因為金開山被人誣陷,幾十個兄弟幫他分潤了殺人的板子。可以活下來的隻有最厲害的幾個了……
“後方暫時安穩。周瑞回來以前不會有甚子幺蛾子了。”
秦鹿笑著回道。
他踏入車廂,沒有避諱林紅玉、平兒,還有吳十方三人。喝了口林紅玉用手溫著的茶水道:“周瑞到底是個有平民身份的人。世上沒有不透風的牆,所以不能殺他。但是發配兩千裏,還是北海道那個災亂頻發的地方。他一無錢財,二無人脈,三也沒個賣身傍富婆的本事,沒有三五個月的回不成來。”
鈴鐺眯起眼睛,俊臉上細長的疤痕帶了殺氣的紅,問秦鹿:“鹿爺。不如派我半道堵他一次?”
秦鹿含笑搖頭。
還是那句話:世上沒有不透風的牆。
周瑞比鳳辣子更加可恨。周瑞想要殺他,他斷然沒有放過周瑞的想法。
但是周瑞早就脫離了奴籍,有官府的行文,等於是個人了。殺人者償命,這是千古不破的道理,他犯不著觸犯這個。
現在開個‘玩笑’,算是個小小的報複。
等周瑞回來了事情敗露,有周瑞想要殺他在先,誰能找他鹿爺的麻煩?若是周瑞死在半路上了,事情不敗露也就罷了,敗露了,可不是一個開玩笑開過了火?
他沒有親手殺人;也沒有買凶殺人。
以他的身份地位,到時候哭上一句:‘周瑞兄,我也不想這樣’,可不是結了?
能咋滴?他夠有良心了…………………
秦鹿把事情一說,林紅玉就捂著桃紅色的小嘴要笑。
鈴鐺沒有想到他以為秦鹿的‘心慈手軟’,其中竟有如此多的考量,看秦鹿的眼神分外驚訝。稍後甩動鞭子,飛快驅趕馬車。
他需要一個厲害的兄弟。現在恰好,覺得鹿爺越發的厲害了。
唯獨平兒心地善良,溫順的美眸閃過一絲絲怨,輕輕的道:“他要害爺,爺反過來對付他,也是至理。”
秦鹿微微點頭,拍了拍平兒的手背。
…
…
某些話說得再好,也是害人的勾當。
大周國並不安穩;賈府也是華美的亭台樓閣,構築於白蟻蛀穴之上——秦鹿在這個亂世早有殺人的心理準備,必要時願意殺個人頭滾滾,日月無光。

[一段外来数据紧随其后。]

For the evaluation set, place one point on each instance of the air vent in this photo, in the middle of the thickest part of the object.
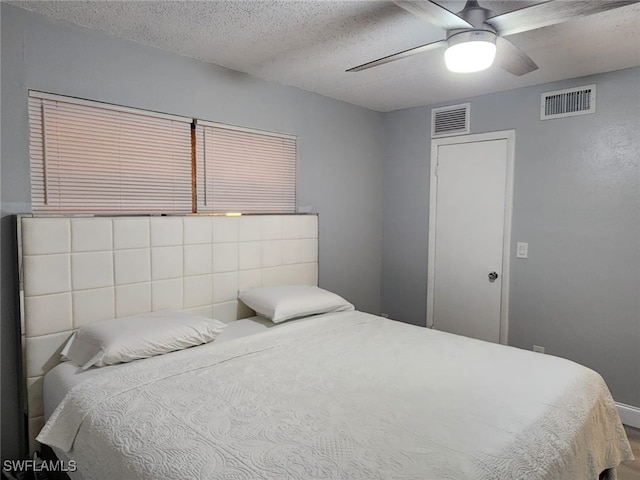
(568, 103)
(450, 120)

但他沒想到自己在鳳辣子院裏殺了人,心中卻沒有嘔吐、難受的感覺?如今提起害人的勾當,竟也如此的自然而然了?
“朋友來了有美酒,敵人來了有刀槍。我做的沒有錯!”
秦鹿帶著一絲悵然、三分微笑,還有六分自嘲的對自己道。
隨後掀開窗簾,倚靠車窗,欣賞窗外的車水馬龍——盛京城內多是正南正北正東正西的街道,斜路很少。因街道寬敞,人多也不顯擁擠。
而出了盛京東城,便是河道。
度過盧溝橋,依古河道走向形成的黃土小路開始顛簸。慢慢的河道幹涸,草木枯黃,道路也越發的難走了。
“還有多久到達那個‘龍潭虎穴之地’?”
出城半個多時辰後,秦鹿笑著發問。
鈴鐺抬頭看一眼,指著前麵青色蔥翠的小山道:“那座山的後麵就是了。山不大,繞路走也就不到三炷香的工夫。”

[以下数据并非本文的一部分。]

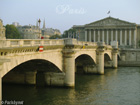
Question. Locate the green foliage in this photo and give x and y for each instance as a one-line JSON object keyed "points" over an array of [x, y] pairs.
{"points": [[12, 32], [55, 37]]}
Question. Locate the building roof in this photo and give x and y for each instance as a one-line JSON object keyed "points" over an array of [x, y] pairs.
{"points": [[108, 21]]}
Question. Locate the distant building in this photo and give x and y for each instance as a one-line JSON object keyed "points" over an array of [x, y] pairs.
{"points": [[16, 24], [47, 32], [33, 32], [29, 31], [2, 30], [110, 29]]}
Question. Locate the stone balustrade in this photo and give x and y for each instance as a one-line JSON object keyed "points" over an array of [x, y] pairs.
{"points": [[38, 42]]}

秦鹿輕輕點頭。幹脆跳出去,拿著吳十方做的點心和鈴鐺坐在一起。
“吃麼?”他問鈴鐺。
鈴鐺剛要搖頭。他直接伸手,把小湯包拍進了鈴鐺嘴裏。
…
隨著高低起伏的山路,漸漸看不見剛才的河道,反而遇見清澈的小溪。
山路蜿蜒,不寬的路徑,兩邊青草、野花、樹木,高高低低,錯落有致。青蔥的草兒或齊膝,或隻和腳麵的高度一樣,掃過秦鹿的腳麵,帶點癢。

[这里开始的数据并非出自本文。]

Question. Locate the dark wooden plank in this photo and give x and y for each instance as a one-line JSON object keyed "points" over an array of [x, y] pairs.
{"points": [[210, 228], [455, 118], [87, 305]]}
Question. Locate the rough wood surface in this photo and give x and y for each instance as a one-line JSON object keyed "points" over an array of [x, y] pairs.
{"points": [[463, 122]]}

秦鹿知道已經進入東田山莊的範圍,看山間縷縷濕霧宛如飄帶,笑道:“哪裏有龍潭虎穴的模樣?可不是養生養老的好去處?”正說著眼前大光。
拐過山路拐角,前方頓然開闊。
秦鹿發現自己在半山腰,身前是綿延梯田,一條小路斜通山的背麵滿是建築的莊子。
莊子裏冒著炊煙,莊口能看見幾個老漢。他還看到了旱煙袋?
這裏的空氣太好了。他不近視,什麼都能看到一片清楚。
…
…
“可是秦莊主來了?”
莊子門口有人詢問。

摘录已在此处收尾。